Predictions computed by ggpredict() and ggemmeans() for a mixed-effect model differ: why?

870 Views Asked by At

I used functions ggpredict() and ggemmeans() from package ggeffects 1.3.0 to calculate mean estimates and confidence intervals (hereafter: CI) for a mixed-effect model. These functions rely on predict() and on emmeans() and make their outputs ggplot-friendly. The values predicted/estimated by the two functions differ both in their mean values and in their CI. Why?

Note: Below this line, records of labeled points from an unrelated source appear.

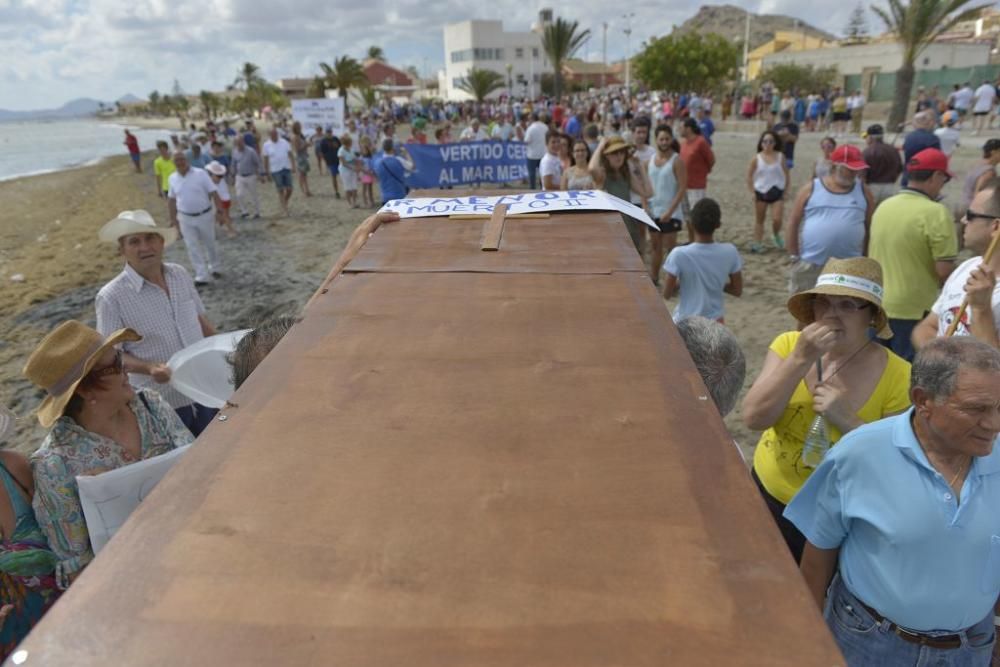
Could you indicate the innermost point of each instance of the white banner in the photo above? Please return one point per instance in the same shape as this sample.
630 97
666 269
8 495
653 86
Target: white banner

The following reproducible example is based on dataset RIKZ (Janssen e Mulder 2005; Zuur et al. 2007), which looks at how species richness (number of species) varies with the height of sampling stations compared to mean tidal level (NAP, in meters) and the level of exposure (factor with three levels: low, medium and high):

rm(list=ls())
if (!require(pacman)) install.packages('pacman'); library(pacman)
p_load(emmeans)
p_load(ggplot2)
p_load(ggpubr)
p_load(ggeffects)
p_load(lme4, lmerTest, glmmTMB)
p_load(RCurl)
# get data:
RIKZ <- read.csv(text = RCurl::getURL(
"https://raw.githubusercontent.com/marcoplebani85/datasets/master/RIKZ.csv"))
str(RIKZ)
# "Exposure" is a factor:
RIKZ$Exposure <- as.factor(RIKZ$Exposure)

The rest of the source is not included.